Not everyone got the point right away.

 

"I don't know what the Keystone pipeline is - well, I do, but I don't know why it would be protested here," said John Kane, 47, as he and his family tried to figure out how to ride their rented bikes across the bridge when their main bike path was blocked by the protest. "We'll see if we can weasel our way around."

 

The nurses were joined by smaller environmental groups and activists, some who came to promote their own causes - flyers were handed out in support of Bradley Manning and saving Sutro Forest - as well as unaffiliated locals who wanted to voice opposition to the pipeline.

 

"I feel like if everyone who felt against this came out and showed it, we'd get a much better response," said Hilary Avalon, 47, who runs a bed and breakfast in Sebastopol and took time off to come to the march after she heard about it on the radio. "We should be wall-to-wall. But I guess it's also a Thursday."

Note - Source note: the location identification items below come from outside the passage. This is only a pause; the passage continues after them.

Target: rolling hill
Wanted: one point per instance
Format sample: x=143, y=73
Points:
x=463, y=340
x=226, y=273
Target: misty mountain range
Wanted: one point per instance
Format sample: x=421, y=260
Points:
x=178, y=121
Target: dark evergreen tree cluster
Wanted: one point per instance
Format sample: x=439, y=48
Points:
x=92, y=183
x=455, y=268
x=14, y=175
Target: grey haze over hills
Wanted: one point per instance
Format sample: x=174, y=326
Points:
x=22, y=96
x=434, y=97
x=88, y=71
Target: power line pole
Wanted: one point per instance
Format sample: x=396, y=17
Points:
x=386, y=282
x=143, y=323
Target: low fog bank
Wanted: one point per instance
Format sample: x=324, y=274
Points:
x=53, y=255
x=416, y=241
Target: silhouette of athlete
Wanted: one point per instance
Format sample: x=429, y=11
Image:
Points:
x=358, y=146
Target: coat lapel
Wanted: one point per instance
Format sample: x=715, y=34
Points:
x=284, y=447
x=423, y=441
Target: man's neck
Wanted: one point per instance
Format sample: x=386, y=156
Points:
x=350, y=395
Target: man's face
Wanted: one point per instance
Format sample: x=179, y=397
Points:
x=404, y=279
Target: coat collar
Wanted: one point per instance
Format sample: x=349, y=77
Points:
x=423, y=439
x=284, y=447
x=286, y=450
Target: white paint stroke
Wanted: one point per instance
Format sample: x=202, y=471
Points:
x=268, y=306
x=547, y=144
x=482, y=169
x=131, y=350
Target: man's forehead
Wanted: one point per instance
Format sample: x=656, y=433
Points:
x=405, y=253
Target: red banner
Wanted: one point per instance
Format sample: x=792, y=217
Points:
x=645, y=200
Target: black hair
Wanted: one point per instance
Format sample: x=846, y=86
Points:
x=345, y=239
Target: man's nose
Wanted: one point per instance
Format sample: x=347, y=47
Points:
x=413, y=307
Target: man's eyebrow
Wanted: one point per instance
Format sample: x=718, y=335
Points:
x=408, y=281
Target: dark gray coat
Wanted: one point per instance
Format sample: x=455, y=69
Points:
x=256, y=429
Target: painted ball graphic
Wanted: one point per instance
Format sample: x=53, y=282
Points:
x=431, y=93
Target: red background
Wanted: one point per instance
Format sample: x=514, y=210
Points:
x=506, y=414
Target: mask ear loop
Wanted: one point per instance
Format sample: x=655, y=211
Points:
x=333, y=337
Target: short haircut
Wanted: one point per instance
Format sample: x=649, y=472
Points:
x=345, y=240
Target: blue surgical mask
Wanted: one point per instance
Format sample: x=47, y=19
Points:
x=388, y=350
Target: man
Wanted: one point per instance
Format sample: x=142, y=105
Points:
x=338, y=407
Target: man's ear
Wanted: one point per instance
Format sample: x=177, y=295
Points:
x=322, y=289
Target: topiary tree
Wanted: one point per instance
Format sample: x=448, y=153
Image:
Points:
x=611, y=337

Before the bridge march, protesters rallied at a field just south of the bridge as speakers led chants and an Irish band played songs whose lyrics painted pictures of nurses unions fighting big corporations.
 
Michael Macor, The Chronicle
 
Gail Graham of Stinson Beach joined hundreds of protesters for a pre-march rally as they prepared to cross the Golden Gate Bridge.

 

Even Kat Taylor, wife of billionaire climate activist Tom Steyer, kept a musical momentum going with a Keystone-themed homage to Marvin Gaye - "I Heard It Through the Pipeline."
"Waiting for Obama to deny the pipeline's faulty promi-i-ise," she sang to cheers.

 

Steyer, who hosted Obama in a ritzy fundraiser at his Pacific Heights home in April, also launched a 10-week online campaign Thursday to push the president to reject the pipeline.

 

The nurses from around the country were already gathered in San Francisco for an annual conference that will last until Friday, said Doreen McIntyre, 54, a nurse from Minneapolis. The annual NNU conferences usually center on a cause and a protest.

 

"I feel good to be a part of a movement that speaks its mind," she said.